К другим неудобствам увеличения длины были отнесены ограниченные возможности докования 130-метрового крейсера (можно было рассчитывать лишь на сухой док в Иокогаме), трудности маневрирова­ния на стесненных рейдах, увеличенное сопротивле­ние трения (о том, что волновое сопротивление от за­острения корабля уменьшится, специалисты МТК умалчивали (хотя среди присутствовавших участни­ков обсуждения проекта был Э.Е. Гуляев, знакомый с вопросами гидродинамики по опыту бассейна У. Фруда в Англии). Более серьезным было замечание о "вредном влиянии пробитых водой отделений". Если на крейсере "Память Азова" длина не защищен­ных броней оконечностей составляла 9 % длины кор­пуса, причем объемы отсеков были незначительны, то в рассматриваемом проекте эта длина доходила до 20 %. Предполагаемая же взамен защита с помощью коффердамов, наполненных целлюлозой, практичес­кой реализации пока не имела.

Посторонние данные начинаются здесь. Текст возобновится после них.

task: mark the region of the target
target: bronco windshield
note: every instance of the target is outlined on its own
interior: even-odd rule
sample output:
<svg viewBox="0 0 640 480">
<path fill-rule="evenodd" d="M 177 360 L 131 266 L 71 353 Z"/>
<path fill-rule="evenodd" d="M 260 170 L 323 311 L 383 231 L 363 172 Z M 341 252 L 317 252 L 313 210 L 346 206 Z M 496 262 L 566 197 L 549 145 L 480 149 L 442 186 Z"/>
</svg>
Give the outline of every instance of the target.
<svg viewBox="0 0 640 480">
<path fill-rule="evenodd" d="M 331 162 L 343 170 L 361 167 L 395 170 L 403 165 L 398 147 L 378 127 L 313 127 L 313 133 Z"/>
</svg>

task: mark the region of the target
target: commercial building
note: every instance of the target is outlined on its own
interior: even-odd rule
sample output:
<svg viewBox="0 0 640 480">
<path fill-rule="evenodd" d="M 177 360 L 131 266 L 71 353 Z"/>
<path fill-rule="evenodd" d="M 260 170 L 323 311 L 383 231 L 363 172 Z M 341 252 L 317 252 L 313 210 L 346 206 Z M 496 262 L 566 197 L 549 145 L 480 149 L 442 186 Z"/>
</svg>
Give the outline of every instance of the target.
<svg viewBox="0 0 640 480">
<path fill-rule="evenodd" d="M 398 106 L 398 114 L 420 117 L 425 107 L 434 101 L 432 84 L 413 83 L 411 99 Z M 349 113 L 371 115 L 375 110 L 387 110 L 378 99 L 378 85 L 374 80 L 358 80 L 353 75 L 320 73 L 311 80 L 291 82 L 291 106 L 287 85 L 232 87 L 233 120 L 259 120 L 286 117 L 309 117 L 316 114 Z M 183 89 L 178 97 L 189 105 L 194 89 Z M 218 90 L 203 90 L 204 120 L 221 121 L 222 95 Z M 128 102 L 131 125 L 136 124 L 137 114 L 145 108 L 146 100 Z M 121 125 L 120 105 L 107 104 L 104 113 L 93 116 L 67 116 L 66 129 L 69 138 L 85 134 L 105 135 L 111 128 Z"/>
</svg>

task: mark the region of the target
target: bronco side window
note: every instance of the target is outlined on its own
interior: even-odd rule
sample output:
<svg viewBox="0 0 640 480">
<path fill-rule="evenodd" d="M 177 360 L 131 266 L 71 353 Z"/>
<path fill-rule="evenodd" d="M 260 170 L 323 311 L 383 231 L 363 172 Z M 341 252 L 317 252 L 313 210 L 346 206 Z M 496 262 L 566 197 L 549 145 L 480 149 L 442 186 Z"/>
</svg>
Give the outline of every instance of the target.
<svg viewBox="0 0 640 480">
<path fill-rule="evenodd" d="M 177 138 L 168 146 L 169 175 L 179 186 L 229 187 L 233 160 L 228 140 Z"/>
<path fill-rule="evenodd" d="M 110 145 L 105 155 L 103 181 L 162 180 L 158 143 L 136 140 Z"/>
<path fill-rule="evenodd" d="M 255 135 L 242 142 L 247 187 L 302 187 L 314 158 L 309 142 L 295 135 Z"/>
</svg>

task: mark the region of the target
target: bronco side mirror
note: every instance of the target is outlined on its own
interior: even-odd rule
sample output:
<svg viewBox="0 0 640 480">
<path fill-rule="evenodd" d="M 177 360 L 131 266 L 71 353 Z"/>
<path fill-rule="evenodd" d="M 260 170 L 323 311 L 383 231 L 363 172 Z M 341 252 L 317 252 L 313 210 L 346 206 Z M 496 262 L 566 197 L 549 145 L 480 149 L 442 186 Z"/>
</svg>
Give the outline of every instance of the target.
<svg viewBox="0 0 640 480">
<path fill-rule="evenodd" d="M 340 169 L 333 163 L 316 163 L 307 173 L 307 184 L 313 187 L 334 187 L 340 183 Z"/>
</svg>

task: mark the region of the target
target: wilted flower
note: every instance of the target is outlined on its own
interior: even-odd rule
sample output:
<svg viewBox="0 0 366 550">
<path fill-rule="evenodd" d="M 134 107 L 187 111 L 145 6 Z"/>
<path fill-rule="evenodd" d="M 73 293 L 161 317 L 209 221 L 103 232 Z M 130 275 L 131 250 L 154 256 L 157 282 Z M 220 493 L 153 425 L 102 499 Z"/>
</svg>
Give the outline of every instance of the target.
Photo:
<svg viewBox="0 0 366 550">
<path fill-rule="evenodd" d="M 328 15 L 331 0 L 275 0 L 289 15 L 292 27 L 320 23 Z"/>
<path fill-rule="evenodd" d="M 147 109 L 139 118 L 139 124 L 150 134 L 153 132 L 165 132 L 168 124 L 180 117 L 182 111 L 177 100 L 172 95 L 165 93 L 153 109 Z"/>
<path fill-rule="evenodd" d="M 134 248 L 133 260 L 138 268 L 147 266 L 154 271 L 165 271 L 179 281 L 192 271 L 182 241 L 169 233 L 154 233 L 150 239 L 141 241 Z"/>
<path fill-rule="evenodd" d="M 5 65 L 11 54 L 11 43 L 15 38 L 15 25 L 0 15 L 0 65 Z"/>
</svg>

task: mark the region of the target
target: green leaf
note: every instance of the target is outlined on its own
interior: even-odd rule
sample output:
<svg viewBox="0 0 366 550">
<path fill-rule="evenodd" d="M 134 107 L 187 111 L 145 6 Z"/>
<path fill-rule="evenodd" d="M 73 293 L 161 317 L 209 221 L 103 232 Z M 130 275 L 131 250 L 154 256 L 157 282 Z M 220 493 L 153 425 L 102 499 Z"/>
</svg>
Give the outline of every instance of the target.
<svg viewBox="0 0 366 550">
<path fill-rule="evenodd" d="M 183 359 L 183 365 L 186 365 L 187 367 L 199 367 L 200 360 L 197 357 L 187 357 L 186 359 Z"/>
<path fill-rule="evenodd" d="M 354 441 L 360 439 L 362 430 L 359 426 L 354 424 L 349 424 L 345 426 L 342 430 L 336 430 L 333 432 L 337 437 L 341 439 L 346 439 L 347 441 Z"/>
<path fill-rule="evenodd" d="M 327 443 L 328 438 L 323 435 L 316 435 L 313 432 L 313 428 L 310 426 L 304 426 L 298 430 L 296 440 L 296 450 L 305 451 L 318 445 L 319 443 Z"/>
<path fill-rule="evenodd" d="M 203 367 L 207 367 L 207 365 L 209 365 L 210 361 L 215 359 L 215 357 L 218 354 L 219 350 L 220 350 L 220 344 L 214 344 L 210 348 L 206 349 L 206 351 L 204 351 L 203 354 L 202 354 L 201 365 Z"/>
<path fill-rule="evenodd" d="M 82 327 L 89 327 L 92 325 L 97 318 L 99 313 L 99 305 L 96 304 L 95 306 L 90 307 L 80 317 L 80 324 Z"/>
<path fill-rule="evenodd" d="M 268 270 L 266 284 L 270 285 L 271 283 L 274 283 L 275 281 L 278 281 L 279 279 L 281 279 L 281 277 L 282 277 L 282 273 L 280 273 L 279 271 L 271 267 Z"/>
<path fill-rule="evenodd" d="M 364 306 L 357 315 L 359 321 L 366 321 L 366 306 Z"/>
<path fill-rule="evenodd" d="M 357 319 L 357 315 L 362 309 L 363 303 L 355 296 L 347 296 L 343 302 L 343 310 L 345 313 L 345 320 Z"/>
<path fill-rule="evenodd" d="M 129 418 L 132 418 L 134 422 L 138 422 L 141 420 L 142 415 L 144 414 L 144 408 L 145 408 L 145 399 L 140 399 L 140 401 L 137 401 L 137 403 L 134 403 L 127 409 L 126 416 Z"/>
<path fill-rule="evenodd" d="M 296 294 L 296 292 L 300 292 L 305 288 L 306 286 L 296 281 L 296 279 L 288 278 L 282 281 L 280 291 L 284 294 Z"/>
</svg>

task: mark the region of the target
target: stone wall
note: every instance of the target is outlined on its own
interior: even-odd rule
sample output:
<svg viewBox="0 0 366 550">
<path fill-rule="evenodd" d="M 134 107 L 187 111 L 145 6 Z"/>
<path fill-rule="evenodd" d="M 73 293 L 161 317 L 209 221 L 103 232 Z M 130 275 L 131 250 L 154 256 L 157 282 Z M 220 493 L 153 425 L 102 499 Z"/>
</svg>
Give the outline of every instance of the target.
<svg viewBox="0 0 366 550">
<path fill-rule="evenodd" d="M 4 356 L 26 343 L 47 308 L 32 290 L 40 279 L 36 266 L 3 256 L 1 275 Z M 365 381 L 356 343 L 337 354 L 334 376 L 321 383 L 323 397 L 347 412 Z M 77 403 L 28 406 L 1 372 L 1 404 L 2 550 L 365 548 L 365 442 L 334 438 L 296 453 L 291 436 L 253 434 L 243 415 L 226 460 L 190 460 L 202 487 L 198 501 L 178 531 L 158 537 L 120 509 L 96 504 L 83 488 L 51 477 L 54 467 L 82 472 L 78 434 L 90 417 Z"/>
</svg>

Считая, что принцип частичного бронирова­ния борта — вообще зло, МТК справедливо указы­вал на неизбежность увеличения веса брони из-за роста длины корпуса. Чрезмерная, не имеющая ана­логов не только в русском, но и в английском флоте удлиненность корпуса потребует применения сталь­ного настила по бимсам верхней палубы (до этого об­ходились одним деревянным настилом) и значитель­ного усиления остальных связей. С учетом всех этих и ряда других замечаний проект предлагалось пере­работать, не выходя из пределов водоизмещения 9000 т. С таким заключением не согласились присутство­вавшие на заседании корабельные инженеры Н.Е. Титов, Н.Е. Родионов — автор проекта и М.И. Казн — управляющий Балтийского завода. Он и выразил мнение несогласных председателю МТК в письме от 18 ноября 1888г.

Несостоятельность опасений того, что абсо­лютная величина длины и удлиненность корпуса крейсера по проекту завода выходили "за пределы общепринятые", М.И. Казн показал на примерах значительно больших их величин в мировой прак­тике. У французских крейсеров удлиненность дохо­дила до 7-10, а абсолютная длина коммерческих пароходов—до 165м (против 6,88 и 128м в предла­гаемом проекте).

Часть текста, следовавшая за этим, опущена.